Speechbase
Product Updates

What's new in Speechbase

Every feature, improvement, and fix we ship to our speech infrastructure, all in one place.

  • billing

Per-model pricing

Pricing is now per model and shown up front across the dashboard and the pricing page, so you can compare providers without digging through anyone's rate card.

Bringing your own provider keys? You pay a flat 3.4% platform fee on what runs through the gateway, and nothing more.

  • api

Feedback API

Collect quality feedback from your users on the audio you generate. POST /v1/feedback records a score from 0 to 100 plus an optional comment for any generation, so you can see how listeners reacted, generation by generation.

Every speech and conversation response returns an x-speechbase-request-id header. Attach that ID to a rating to pin it to the exact output, giving you a qualitative read on how your application's audio is landing.

  • api

Streaming speech synthesis

Need audio to start playing before the whole clip is ready? POST /v1/audio/speech/stream streams synthesized audio straight through from the provider for the lowest possible latency.

The standard POST /v1/audio/speech now returns the complete clip in one shot, so volume and output-format options reliably apply to the finished audio.

  • billing

Plans, credits, and usage analytics

Speechbase now runs on credits. Start free with 5,000 credits, upgrade to Pro ($30/mo or $300/yr) for 30,000 credits a month, and buy one-off top-ups whenever you need more.

Billing shows your monthly allocation and top-up balance separately, and the usage charts break spend down by model over time, so you can see exactly where your credits go.

  • moderation

Content moderation

You can now screen text against configurable moderation rulesets before it's synthesized. Set an org-wide default, or pass a moderation_ruleset_id on any speech or conversation request to apply a specific policy just for that call.

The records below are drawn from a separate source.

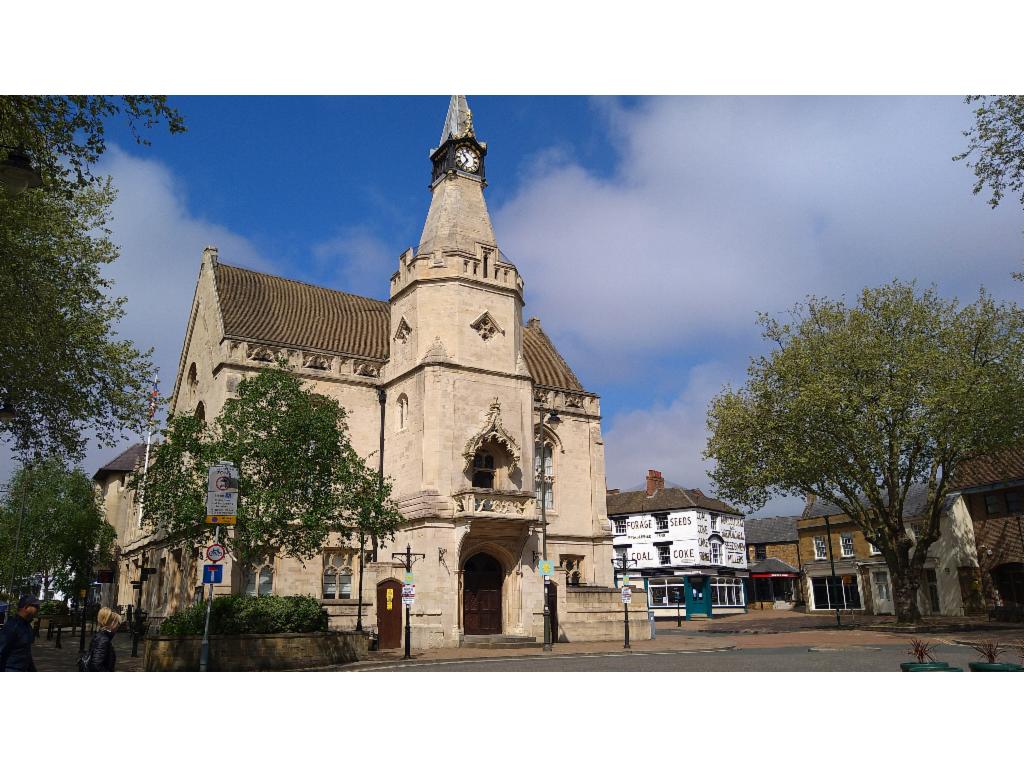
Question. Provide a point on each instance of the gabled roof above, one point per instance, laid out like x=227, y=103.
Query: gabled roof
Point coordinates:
x=125, y=462
x=913, y=506
x=771, y=565
x=265, y=308
x=1001, y=467
x=771, y=529
x=664, y=500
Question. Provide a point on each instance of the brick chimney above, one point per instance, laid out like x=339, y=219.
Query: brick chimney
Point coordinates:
x=654, y=481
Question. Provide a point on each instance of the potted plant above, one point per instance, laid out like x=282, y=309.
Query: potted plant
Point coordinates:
x=922, y=651
x=991, y=651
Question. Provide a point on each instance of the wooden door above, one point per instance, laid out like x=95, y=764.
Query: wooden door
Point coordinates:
x=482, y=596
x=389, y=614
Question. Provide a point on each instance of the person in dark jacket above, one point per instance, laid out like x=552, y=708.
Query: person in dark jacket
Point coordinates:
x=17, y=637
x=101, y=654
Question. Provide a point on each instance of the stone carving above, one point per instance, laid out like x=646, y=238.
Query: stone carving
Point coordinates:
x=261, y=353
x=316, y=361
x=493, y=430
x=486, y=326
x=368, y=369
x=403, y=332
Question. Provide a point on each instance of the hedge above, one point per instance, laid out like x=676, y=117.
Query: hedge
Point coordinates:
x=245, y=614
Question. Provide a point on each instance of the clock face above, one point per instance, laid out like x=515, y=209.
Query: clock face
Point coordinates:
x=467, y=159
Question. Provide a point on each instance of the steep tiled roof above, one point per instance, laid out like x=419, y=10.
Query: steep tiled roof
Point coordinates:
x=1005, y=466
x=275, y=310
x=546, y=366
x=913, y=506
x=666, y=499
x=766, y=529
x=771, y=565
x=125, y=462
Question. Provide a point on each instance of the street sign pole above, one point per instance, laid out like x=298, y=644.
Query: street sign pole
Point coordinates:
x=204, y=653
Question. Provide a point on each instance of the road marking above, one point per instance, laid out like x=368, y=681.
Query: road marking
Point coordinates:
x=544, y=657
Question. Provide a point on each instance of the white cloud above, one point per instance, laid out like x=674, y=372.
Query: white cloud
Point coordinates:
x=161, y=244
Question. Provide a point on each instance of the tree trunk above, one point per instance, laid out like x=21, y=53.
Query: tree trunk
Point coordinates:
x=905, y=595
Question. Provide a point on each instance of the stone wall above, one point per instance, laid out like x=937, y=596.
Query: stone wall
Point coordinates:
x=589, y=613
x=255, y=652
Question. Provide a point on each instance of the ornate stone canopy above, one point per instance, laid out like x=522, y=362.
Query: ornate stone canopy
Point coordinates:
x=493, y=430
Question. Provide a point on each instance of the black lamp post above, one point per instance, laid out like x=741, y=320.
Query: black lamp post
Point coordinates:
x=554, y=421
x=832, y=563
x=16, y=172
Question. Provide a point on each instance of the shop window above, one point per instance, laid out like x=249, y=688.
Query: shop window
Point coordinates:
x=846, y=544
x=726, y=592
x=664, y=557
x=843, y=594
x=820, y=552
x=716, y=552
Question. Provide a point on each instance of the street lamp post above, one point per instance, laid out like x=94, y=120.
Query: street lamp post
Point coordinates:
x=553, y=420
x=832, y=563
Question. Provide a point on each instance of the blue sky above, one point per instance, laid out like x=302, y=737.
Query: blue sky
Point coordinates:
x=649, y=231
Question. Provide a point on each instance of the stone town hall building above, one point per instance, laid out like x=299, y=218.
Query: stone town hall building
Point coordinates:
x=459, y=383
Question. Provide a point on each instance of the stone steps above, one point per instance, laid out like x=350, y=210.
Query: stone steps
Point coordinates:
x=500, y=641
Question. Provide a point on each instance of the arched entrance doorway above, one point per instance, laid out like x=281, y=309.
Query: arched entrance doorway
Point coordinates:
x=481, y=595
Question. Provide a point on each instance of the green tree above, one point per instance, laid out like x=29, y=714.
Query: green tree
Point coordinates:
x=52, y=527
x=61, y=367
x=66, y=135
x=299, y=474
x=995, y=145
x=856, y=403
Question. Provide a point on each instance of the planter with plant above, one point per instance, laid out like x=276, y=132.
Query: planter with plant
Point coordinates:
x=990, y=652
x=922, y=651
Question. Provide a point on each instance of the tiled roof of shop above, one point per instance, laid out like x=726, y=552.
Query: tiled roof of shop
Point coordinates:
x=125, y=462
x=1004, y=466
x=913, y=506
x=275, y=310
x=765, y=529
x=666, y=499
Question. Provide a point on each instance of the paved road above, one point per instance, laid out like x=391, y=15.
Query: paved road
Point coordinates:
x=744, y=659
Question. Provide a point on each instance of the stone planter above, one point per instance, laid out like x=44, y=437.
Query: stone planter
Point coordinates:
x=255, y=652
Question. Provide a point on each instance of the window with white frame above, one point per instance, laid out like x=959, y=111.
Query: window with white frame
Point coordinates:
x=664, y=557
x=726, y=592
x=819, y=548
x=666, y=592
x=846, y=544
x=337, y=577
x=257, y=581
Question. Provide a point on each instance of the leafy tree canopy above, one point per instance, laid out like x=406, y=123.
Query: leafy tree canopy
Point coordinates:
x=300, y=478
x=856, y=403
x=61, y=367
x=64, y=532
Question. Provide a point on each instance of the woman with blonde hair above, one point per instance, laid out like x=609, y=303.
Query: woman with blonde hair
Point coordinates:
x=101, y=656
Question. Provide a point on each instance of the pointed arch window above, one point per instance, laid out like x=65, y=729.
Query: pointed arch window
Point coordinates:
x=402, y=412
x=483, y=470
x=547, y=456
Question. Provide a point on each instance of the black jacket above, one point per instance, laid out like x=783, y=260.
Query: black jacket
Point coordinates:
x=15, y=645
x=101, y=654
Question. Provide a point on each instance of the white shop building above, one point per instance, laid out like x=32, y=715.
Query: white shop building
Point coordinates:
x=684, y=549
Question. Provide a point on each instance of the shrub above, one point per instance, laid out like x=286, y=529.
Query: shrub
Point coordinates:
x=244, y=614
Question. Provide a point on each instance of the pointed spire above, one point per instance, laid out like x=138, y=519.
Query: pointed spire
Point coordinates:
x=458, y=122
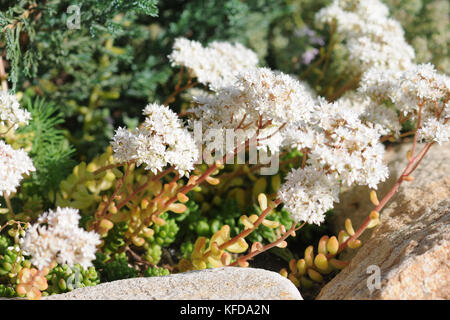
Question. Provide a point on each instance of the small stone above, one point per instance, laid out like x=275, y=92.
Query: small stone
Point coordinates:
x=228, y=283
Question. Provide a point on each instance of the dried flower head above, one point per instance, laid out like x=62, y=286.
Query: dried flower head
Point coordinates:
x=308, y=193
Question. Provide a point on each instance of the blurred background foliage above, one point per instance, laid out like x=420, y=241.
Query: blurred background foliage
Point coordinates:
x=80, y=84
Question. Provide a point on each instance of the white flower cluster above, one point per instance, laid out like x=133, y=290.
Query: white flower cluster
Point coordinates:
x=14, y=164
x=419, y=87
x=161, y=141
x=308, y=193
x=372, y=38
x=10, y=110
x=260, y=105
x=349, y=148
x=56, y=236
x=215, y=65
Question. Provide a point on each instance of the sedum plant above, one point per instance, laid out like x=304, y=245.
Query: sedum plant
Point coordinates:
x=253, y=155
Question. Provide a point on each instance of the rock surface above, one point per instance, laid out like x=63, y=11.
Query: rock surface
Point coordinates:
x=227, y=283
x=411, y=246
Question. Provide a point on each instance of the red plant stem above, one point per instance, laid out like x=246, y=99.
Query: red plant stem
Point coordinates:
x=250, y=255
x=408, y=170
x=413, y=150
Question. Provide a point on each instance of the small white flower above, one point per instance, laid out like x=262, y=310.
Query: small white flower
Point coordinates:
x=10, y=110
x=56, y=236
x=14, y=164
x=308, y=193
x=163, y=140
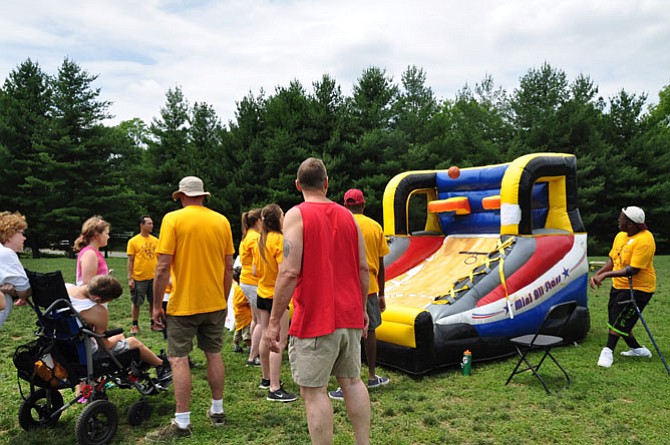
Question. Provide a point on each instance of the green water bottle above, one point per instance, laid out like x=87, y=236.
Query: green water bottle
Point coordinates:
x=467, y=362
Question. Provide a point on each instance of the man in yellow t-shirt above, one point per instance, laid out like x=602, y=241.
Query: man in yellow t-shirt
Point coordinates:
x=141, y=252
x=375, y=250
x=196, y=244
x=632, y=255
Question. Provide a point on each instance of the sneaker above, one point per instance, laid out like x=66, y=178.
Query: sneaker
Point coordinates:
x=337, y=394
x=168, y=432
x=217, y=419
x=281, y=396
x=255, y=362
x=377, y=381
x=637, y=352
x=606, y=358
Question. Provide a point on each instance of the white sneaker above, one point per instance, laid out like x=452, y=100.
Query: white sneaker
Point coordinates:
x=637, y=352
x=606, y=358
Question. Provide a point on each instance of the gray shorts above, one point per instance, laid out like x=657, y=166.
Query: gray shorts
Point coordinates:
x=207, y=327
x=374, y=312
x=314, y=360
x=143, y=289
x=119, y=348
x=251, y=292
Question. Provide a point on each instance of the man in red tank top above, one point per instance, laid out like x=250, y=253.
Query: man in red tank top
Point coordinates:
x=324, y=269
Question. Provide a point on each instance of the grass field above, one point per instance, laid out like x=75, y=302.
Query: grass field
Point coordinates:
x=626, y=404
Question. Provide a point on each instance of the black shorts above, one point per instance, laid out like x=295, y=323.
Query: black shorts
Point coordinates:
x=623, y=316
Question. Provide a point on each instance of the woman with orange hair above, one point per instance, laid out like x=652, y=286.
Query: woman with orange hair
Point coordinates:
x=13, y=280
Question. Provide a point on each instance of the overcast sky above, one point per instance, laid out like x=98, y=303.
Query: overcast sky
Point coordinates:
x=219, y=51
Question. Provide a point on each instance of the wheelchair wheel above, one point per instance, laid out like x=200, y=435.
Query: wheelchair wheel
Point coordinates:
x=97, y=423
x=138, y=412
x=37, y=409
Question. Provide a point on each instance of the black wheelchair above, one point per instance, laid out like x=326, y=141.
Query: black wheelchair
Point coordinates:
x=61, y=357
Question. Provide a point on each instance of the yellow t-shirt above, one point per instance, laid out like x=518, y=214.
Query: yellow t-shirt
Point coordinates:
x=246, y=251
x=375, y=247
x=144, y=251
x=241, y=308
x=267, y=270
x=635, y=251
x=199, y=239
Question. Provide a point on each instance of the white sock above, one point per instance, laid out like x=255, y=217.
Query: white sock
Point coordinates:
x=183, y=420
x=217, y=406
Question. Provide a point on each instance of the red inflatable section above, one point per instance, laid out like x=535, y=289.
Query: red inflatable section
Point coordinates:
x=549, y=251
x=420, y=248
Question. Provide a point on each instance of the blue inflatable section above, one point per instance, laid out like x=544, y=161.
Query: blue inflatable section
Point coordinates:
x=476, y=185
x=531, y=320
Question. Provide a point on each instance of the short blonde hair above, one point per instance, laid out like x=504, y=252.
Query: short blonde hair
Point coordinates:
x=312, y=174
x=11, y=223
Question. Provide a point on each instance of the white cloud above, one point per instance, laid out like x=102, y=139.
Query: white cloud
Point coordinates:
x=218, y=51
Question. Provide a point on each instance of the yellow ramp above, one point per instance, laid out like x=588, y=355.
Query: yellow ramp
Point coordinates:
x=458, y=255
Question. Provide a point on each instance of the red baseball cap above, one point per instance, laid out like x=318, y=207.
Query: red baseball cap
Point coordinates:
x=354, y=197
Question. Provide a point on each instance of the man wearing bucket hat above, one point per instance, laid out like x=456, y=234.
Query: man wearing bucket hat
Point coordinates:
x=196, y=243
x=632, y=254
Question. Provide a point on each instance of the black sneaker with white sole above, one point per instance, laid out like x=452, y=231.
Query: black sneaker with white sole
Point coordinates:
x=281, y=396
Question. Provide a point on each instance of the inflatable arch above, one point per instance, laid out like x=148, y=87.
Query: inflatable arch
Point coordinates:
x=501, y=245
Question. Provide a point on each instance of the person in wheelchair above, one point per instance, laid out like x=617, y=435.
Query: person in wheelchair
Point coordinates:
x=90, y=301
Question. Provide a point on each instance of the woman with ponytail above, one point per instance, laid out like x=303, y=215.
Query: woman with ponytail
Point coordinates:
x=251, y=228
x=267, y=257
x=90, y=262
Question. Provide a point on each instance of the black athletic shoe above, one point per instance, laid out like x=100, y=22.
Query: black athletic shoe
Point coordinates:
x=281, y=396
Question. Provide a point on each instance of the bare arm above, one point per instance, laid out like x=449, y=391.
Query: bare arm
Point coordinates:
x=380, y=282
x=88, y=264
x=11, y=290
x=364, y=277
x=161, y=279
x=287, y=279
x=97, y=318
x=228, y=276
x=607, y=271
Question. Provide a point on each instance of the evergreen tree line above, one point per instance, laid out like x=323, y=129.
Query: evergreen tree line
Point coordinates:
x=61, y=164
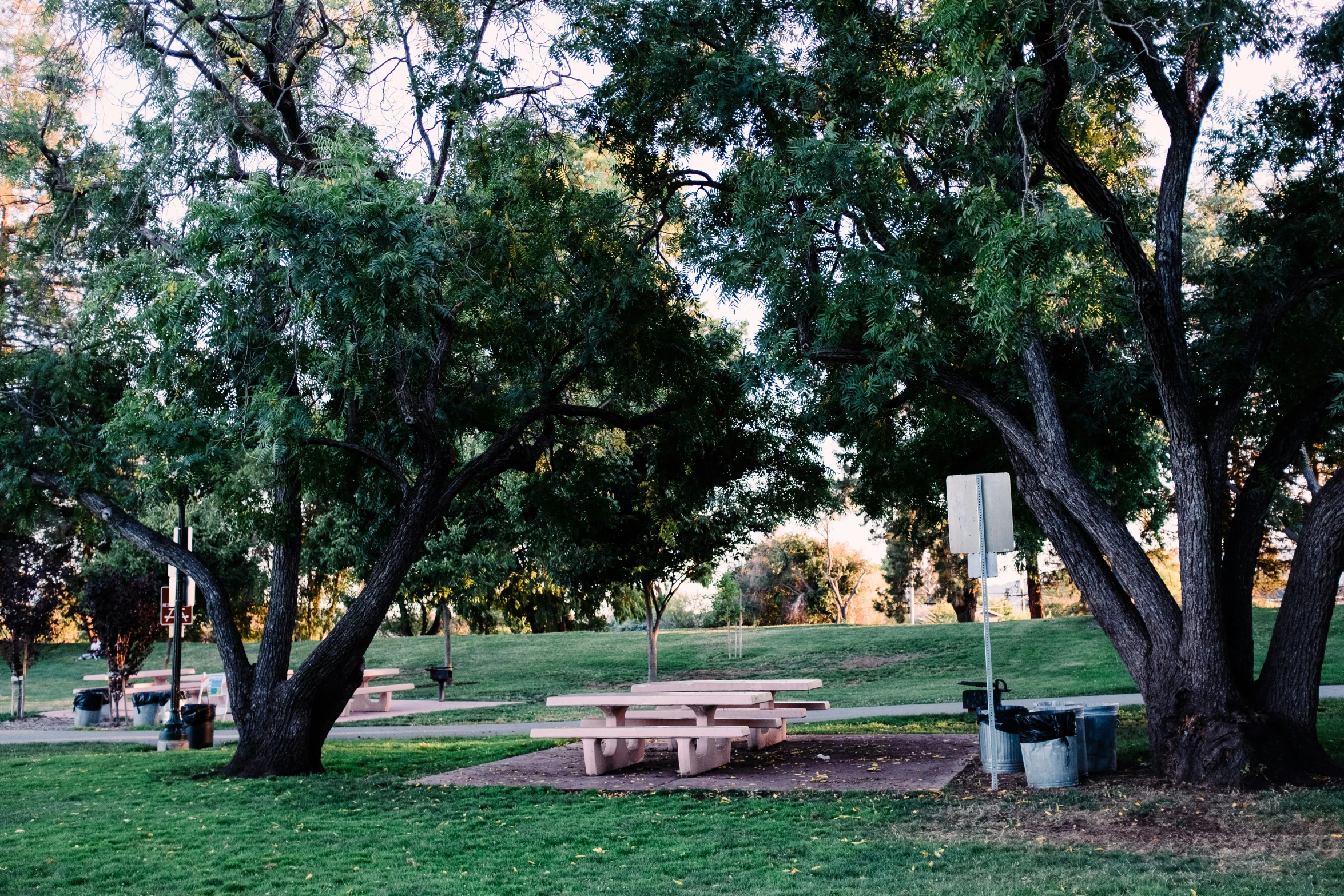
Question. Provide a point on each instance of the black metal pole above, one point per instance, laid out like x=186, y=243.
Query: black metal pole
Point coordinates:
x=174, y=736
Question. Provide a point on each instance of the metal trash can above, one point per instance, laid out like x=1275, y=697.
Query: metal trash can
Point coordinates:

The same ruleset governs single-shot synthesis and multi-turn conversations, so your safety rules stay consistent everywhere.

  • logs

Request logs

Every request now shows up in the dashboard with its provider, model, status, and credits used.

For automation, GET /v1/logs returns the same history. Filter by provider, status, and time range with cursor pagination, or fetch one request with GET /v1/logs/{id}.

  • api

Pronunciation dictionaries

Create reusable pronunciation rules that rewrite tricky words before synthesis, so names, acronyms, and product terms come out the way you intend. Manage them in the dashboard or via the /v1/pronunciation-dictionaries API.

Word-level timestamps still line up with your original text, so substitutions never throw off your captions.

  • api

Multi-speaker conversations

POST /v1/audio/conversation takes a multi-turn script, each turn with its own voice, and renders it into one mixed audio file. You can mix voices from different providers in the same conversation and choose your output format (wav, mp3, or pcm).

Great for dialogue, interviews, and any back-and-forth you'd otherwise have to stitch together yourself.

  • api

Word-level timestamps

The /with-timestamps endpoints return word-level timing alongside your audio, so you can build synced captions, karaoke-style highlighting, or anything that needs to know exactly when each word is spoken.

It works across providers. Speechbase uses native alignment where the provider offers it and fills the gap when it doesn't.

  • voices

Voice library

The /voices page now leads with trending voices from a curated catalog of 26 options across eight providers (ElevenLabs, OpenAI, Cartesia, Deepgram, Hume, Google, Inworld, and Murf), so it's easy to find a voice and hear it instantly.

Your saved voices and imports live together at /voices/library.

  • api

The Speechbase text-to-speech API

POST /v1/audio/speech gives you a single, OpenAI-style endpoint to generate speech across every supported provider. Swap models and voices without rewriting your integration.

Point it at a stored voice, a saved character, or an inline model and voice, and get the audio straight back. Bring your own provider API keys and Speechbase routes your requests through them, encrypted and isolated per organization.